The border is not completely closed. On Friday morning, migrants (mainly Haitians and Hondurans) passed legally on board a yellow school bus “School bus” which took them to the bridge.
“These are families who have obtained the right to return to the United States through their lawyers,” explains Pastor Hector Silva, manager of a shelter that accompanies them.
Perhaps waiting for their own lucky day, Michelle and several hundred Haitians wait in the dust of Reynosa, known for episodes of drug-trafficking violence.
With the means at hand (Facebook, WhatsApp), they follow the standoff between the White House and the American justice on “Title 42” which concerns them directly.
On Friday, a conservative judge prevented the Biden administration from lifting this health restriction which allows visa-free migrants to be immediately sent back to Mexico, even before they can file an asylum application.
The Biden government immediately announced its decision to appeal the judgment.
– “Past the river, glory” –
In Reynosa, “Title 42” is one concern among others, with the lawyer that must be found in Mexico or the United States, housing, health, food, children.
And opinions are divided and contradictory.
“If they lift it (title 42), the United States will deport more people.
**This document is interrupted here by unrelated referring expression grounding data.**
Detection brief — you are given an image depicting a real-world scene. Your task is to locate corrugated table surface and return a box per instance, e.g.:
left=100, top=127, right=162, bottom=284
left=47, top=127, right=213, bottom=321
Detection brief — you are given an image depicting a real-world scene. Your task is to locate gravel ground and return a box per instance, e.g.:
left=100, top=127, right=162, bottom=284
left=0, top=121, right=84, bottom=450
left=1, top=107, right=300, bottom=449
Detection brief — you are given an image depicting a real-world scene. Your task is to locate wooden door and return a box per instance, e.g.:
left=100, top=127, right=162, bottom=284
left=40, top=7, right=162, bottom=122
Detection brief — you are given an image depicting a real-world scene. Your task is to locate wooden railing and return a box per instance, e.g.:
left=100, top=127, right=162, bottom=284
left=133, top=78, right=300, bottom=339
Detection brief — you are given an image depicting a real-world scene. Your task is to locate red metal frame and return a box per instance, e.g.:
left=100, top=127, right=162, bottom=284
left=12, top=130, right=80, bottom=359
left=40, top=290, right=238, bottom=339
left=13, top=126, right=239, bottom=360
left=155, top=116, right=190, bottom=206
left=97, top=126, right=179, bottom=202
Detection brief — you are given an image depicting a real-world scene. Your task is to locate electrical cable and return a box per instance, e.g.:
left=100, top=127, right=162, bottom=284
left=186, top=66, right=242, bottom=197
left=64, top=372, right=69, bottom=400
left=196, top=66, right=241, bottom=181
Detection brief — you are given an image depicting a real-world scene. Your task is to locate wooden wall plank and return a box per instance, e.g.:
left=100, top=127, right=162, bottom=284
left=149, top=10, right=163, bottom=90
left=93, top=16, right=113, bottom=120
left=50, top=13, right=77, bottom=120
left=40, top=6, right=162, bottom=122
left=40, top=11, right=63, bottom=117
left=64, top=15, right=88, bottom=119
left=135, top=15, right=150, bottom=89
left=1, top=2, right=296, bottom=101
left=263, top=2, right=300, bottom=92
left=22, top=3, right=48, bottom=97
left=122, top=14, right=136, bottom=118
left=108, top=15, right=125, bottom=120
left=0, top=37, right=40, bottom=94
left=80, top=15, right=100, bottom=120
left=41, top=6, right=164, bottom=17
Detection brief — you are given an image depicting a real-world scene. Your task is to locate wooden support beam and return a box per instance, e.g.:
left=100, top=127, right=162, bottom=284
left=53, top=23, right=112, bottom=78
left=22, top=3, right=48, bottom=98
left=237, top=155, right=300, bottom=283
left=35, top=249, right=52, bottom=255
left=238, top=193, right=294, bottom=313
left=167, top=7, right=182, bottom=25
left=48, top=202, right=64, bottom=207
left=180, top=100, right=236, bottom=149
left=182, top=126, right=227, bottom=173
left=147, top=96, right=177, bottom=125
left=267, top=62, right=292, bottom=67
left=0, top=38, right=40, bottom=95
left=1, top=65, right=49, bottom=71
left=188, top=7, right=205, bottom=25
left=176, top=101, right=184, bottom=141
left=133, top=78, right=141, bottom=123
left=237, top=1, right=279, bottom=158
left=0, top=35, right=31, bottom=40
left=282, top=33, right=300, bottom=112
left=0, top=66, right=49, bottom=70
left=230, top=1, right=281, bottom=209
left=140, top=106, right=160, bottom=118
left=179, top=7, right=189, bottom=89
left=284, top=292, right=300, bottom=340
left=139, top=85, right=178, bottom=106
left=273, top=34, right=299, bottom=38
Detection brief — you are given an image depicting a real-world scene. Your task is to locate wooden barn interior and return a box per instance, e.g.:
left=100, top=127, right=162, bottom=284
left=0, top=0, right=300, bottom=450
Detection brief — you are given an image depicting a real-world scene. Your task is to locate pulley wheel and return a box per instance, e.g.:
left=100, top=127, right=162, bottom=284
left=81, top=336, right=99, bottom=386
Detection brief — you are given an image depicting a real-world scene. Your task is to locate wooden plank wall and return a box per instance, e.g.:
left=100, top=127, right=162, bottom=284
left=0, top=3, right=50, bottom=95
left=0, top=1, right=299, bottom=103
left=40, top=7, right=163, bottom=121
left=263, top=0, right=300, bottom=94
It is better for us that they extend it,” says Sarah Jimenez, a Dominican who is traveling with her Haitian husband.
We are in the legal nuance, which weighs so heavily on weakened lives: deported under Title 42, migrants can try their luck as many times as they wish from Mexico. On the other hand, it is more difficult, once “deported” to their country of origin.
“There is a lot of uncertainty and little official information,” summarizes the humanitarian manager of Médecins Sans Frontières, Anayeli Flores. “People are confused. They don’t know which procedure to start with.”
One thing is certain: there have never been so many migrants.
At the beginning of May, nearly 2,000 of them, including women and children, were evacuated by the town hall from a square in the city center where they had camped for months.
Pastor Hector Silva’s reception center is full, along with three other denominational shelters (Catholic or Protestant). The last, the Kaleo center, was built in three months, between January and its inauguration in April.
At the head of the refuge “Senda Vida” (Path of life), the pastor must manage the anger of single people who feel wronged in relation to couples and families.
The man is outspoken. “Trust in God,” he says during a discussion with migrants.
“You have to do your part too. You have to go find a job, you have to find a home for your wife, to protect your child from the sun,” he adds.
A mini-society is organized in the small streets of Reynosa, at the gates of Texas and opulent McAllen. Against the background of “Nortena” (traditional music imbued with nostalgia), the locals seem to be getting used to the presence of foreigners going about their business.
Some still sleep on the streets. Better off, some rent apartments without deposit for 1,500 to 2,000 pesos per month (75 to 100 dollars).
Ricardo, a 15-year-old Haitian, waits for his father who has gone to work all day. His dream? Go to the United States. He doesn’t speak English, he says in perfect Spanish. “It can be learned,” he says casually after several years of school in Chile.
“My wife wanted to return to Honduras. Not me because as soon as you cross the river, it’s glory. The dream of many, not just mine”, concludes a Honduran, candidate for passage to the United States.